To Warrant or Not to Warrant, That Is the Big GPS Controversy

by Ahuva Zucker on August 18, 2010

It has come up in many a court whether or not tracking a suspect with a GPS tracker is legal. Is it a breach of the fourth amendment? Is a tracker a form of “unreasonable searches”? Need it be dependent on a warrant “upon probable cause supported by Oath or affirmation”? Is it in violation of the clause “describing the place to be searched, and the persons or things to be seized”, because you can’t exactly specify where you will search someone if you are tracking them? All words in quotations come directly from the Constitution, the legal body that almost 350 years after composition our nation still follows.

If the words are taken literally, then it would be almost impossible to use a GPS-enabled tracker to assist in the capturing of a suspected criminal. A tracker in any shape or form would qualify as an unreasonable search by most legal definitions. Any covert tracking generally requires special permission by a legal enforcement authoritative figure. The thing is, issuing a warrant for a GPS tracker would be problematic. There’s almost no way to describe what’s going to be tracked and where, and the whole point of the warrant is that it must be as specific as possible to ensure a legal search.

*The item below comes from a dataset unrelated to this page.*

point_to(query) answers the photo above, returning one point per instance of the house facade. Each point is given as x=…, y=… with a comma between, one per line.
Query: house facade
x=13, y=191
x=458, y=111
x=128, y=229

The dilemma has been brought to court before by suspects that felt that they were violated. They appealed their cases to some of the country’s thirteen federal Court of Appeals. The 7th U.S. Court of Appeals upheld the conviction of a criminal found guilty on proof that was documented by a GPS tracker. The defendant claimed that such surreptitious tracking was an “unreasonable search”. The courts ruled that placing a tracking device on a car does not qualify as a “search or seizure” because they equated the device to a police car physically tailing the vehicle. The judge reasoned, “if police follow a car around, or observe its route by means of cameras mounted on lampposts or by satellite imaging as in Google Earth, there is no search”. From that ruling, issuing a warrant wouldn’t be necessary.

There was a difference of opinion between the decision of the U.S. Court of Appeals to that of the D.C. Circuit. Judge Douglas Ginsburg wrote a 41 page opinion as to why he and his two fellow judges chose the verdict that favored privacy. “It is one thing for a passerby to observe or even to follow someone during a single journey as he goes to the market or returns home from work,” Ginsburg wrote. “It is another thing entirely for that stranger to pick up the scent again the next day and the day after that, week in and week out, dogging his prey until he has identified all the places, people, amusements, and chores that make up that person‘s hitherto private routine.” He felt that GPS tracking was equivalent to the kind of police tracking that requires a warrant.

There’s only one court above the Court of Appeals, the Supreme Court. Being as that there is no official verdict yet, it is entirely up to the national court to announce a verdict to apply in all 50 states. It will be interesting to learn the conclusion when the next historic decision is announced.